Вот две возможности, открытые для нас как светящихся существ. Ты – где-то посередине, все еще желая, чтобы мир был под рубрикой разума. И все-таки ты не можешь отрицать факт, что твоя личная сила дала тебе знак. Мы пришли в этот парк после того, как ты нашел меня именно там, где я тебя ждал. В какой-то момент ты просто наткнулся на меня, не думая, ничего не планируя, не используя намеренно свой разум. А затем мы садимся здесь и ждем знака. Оба мы обращаем внимание на этого человека, но каждый замечает его по-своему. Ты – своим разумом, я – своей волей.
Этот умирающий – и есть тот кубический сантиметр шанса, который сила всегда открывает воину. Искусство воина состоит в том, чтобы быть непрерывно текучим, иначе он не успеет ухватиться за этот шанс. Я-то успел, а как насчет тебя?
Я не отвечал, начиная осознавать бесконечную пропасть внутри себя, и на какое-то мгновение действительно ощутил те два мира, о которых он говорил.
– Какой это исчерпывающий знак! – продолжал дон Хуан. – И все для тебя. Сила показала тебе, что смерть – это необходимая добавка к долгу верить. Без осознания смерти все становится обычным, незначительным. Мир потому и является неизмеримой загадкой, что смерть постоянно выслеживает нас. Что касается меня, то я лишь развернул детали этого знака, чтобы указать тебе направление. Попутно я показал тебе и еще одно: сказанное мною сегодня – это как раз то, во что я должен верить сам, потому что таково предрасположение моего духа.

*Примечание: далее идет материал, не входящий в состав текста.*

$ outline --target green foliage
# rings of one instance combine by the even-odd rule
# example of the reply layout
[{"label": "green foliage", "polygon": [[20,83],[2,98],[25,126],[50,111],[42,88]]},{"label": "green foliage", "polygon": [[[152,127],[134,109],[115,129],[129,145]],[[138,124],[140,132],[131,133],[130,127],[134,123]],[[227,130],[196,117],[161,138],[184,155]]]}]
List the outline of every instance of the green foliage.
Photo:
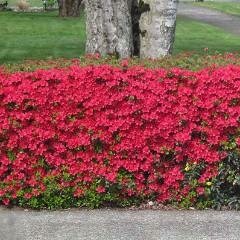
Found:
[{"label": "green foliage", "polygon": [[225,161],[219,165],[219,174],[210,189],[213,207],[240,210],[240,155],[229,152]]},{"label": "green foliage", "polygon": [[218,2],[218,1],[204,1],[192,3],[195,6],[207,7],[210,9],[218,10],[227,14],[240,15],[240,3],[239,2]]}]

Мгновение мы смотрели друг другу в глаза.
– Помнишь, ты читал мне стихотворение, – сказал он, отводя глаза. – О человеке, который дал обет умереть в Париже. Как там?
Это было стихотворение Сесара Вальехо «Черный камень на белом камне». Я не раз читал ему по его просьбе первые две строфы.

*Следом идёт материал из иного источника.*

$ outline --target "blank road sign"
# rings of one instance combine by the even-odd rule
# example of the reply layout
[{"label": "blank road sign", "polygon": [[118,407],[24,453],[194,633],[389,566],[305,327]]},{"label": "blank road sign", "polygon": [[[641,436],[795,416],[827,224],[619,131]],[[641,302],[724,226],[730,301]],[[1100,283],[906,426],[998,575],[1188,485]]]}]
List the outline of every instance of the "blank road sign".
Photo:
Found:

Я умру в Париже, когда идет дождь,
В день, который я уже помню.
Я умру в Париже – и не убегу прочь
Может быть, осенью, в среду, как сегодня.
Это будет среда, потому что сегодня,
Когда я пишу эти строки – среда.
Я костями чувствую Поворот,
И никогда как сегодня за весь мой путь
Я не видел себя настолько одиноким.
Почему-то всегда эти строки вызывали у меня чувство невыразимой печали.

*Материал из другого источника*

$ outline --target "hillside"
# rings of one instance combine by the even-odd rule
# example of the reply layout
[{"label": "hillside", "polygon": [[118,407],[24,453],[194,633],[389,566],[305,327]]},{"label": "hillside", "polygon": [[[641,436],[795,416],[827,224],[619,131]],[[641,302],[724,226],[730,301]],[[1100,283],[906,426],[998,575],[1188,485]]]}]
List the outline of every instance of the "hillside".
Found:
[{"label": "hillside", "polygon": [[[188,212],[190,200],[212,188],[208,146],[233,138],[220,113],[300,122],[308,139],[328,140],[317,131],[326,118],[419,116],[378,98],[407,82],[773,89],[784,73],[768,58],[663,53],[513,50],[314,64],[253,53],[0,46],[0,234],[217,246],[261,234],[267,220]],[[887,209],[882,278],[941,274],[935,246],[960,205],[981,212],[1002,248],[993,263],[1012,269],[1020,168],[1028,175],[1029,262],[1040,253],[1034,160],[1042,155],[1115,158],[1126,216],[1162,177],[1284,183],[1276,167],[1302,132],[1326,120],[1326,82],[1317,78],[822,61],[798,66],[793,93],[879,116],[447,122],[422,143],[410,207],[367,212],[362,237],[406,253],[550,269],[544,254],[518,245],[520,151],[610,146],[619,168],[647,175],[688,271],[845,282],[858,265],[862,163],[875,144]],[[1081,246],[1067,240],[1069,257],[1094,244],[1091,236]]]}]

Дон Хуан сказал, что я должен верить, что у умирающего было достаточно личной силы, чтобы самому избрать улицы Мехико местом своей смерти.
– Мы снова возвращаемся к истории о двух котах, – сказал он. – Мы должны верить, что у Макса было достаточно личной силы, чтобы понять нависшую над ним опасность и, подобно этому человеку на траве, сознательно выбрать, по крайней мере, место своего конца. Но был и другой кот, как есть и другие люди, которые встретят свою смерть в одиночестве, не осознавая ее, глядя на унылые стены своей опостылевшей комнаты.
С другой стороны, этот человек умирает там, где он всегда жил – на улице. Трое полицейских – его почетный караул. И когда он потерял сознание, его глаза уловили последний отблеск огней в магазинах на противоположной стороне улицы, машины, деревья и вереницы людей, снующих вокруг, а его уши были наполнены в последний раз звуками транспорта и голосами проходящих мимо мужчин и женщин.
Так что, как видишь, без осознания присутствия нашей смерти нет ни силы, ни тайны.
Я долго смотрел на человека. Он не двигался. Возможно, он был действительно мертв. Но мое неверие не имело больше никакого значения. Дон Хуан был прав. Долг верить, что мир таинственен и непостижим, был выражением самого глубокого предрасположения воина, без которого он не имел ничего.